As Coates reports, such coordination-meetings also take place at Harvard University, where he teaches. The guidelines include questions such as whether the CEO should receive mostly a fixed salary or, predominantly stock options, how high an appropriate salary would be, what structure the management bodies should have, or whether a company should focus on one branch of business or diversify. Given the large proportion of voting rights in the funds’ hands, company heads do well to take into account the fun’ stated preferences, which are also brought to their attention in personal meetings with the fund managers. If they don’t, they risk not getting the funds’ support in critical situations Coates argues.
Submissive CEOs
This support is especially important for CEOs when shareholders vote on hostile takeovers, campaigns by activist investors or mergers. The index funds often hold a decisive block of votes and thus their support is crucial, Coates sees the balance of power tilted in exactly the opposite way from Bebchuk and Hirst, as far as side deals between companies and funds are concerned.

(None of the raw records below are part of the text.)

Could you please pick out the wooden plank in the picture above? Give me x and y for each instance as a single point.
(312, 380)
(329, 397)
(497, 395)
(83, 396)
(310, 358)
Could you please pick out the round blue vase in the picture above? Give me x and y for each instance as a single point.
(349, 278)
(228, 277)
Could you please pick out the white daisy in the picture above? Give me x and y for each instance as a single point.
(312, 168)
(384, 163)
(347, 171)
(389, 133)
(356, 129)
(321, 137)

Coates presumes that company management will try to grace key fund managers by giving them additional business.
From this point of view, the high degree of agreement between the fund company and the management when it comes to voting is a result of the subservience of company management towards the preferences of the funds.
“The mere threat of an activist supported by index funds can reduce investment.

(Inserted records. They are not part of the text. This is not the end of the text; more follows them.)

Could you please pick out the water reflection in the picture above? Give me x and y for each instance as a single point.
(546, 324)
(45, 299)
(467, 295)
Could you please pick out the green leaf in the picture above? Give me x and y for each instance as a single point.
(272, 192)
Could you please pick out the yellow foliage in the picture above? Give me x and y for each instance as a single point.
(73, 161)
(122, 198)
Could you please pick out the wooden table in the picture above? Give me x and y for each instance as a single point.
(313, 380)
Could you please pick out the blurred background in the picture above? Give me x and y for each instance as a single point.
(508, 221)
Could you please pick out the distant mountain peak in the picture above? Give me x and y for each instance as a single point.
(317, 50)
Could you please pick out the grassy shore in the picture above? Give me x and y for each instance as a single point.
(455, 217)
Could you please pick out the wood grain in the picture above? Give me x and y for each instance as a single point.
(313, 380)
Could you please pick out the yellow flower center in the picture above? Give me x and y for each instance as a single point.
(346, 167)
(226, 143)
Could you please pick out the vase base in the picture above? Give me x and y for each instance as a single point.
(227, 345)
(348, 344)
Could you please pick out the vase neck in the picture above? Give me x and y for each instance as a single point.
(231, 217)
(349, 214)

Coates does not follow the narrow shareholder value approach. “A small number of unelected agents, operating largely behind closed doors, are increasingly important to the lives of millions who barely know of the existence much less the identity or inclinations of those agents,” he criticizes. Ultimately, the funds would have the decisive voice in important decisions that affect the company, its owners and society as a whole, from cost reductions and layoffs, investments in new technologies, acquisitions to internal control systems (compliance). “The mere threat of an activist supported by index funds can reduce investment,” says Coates.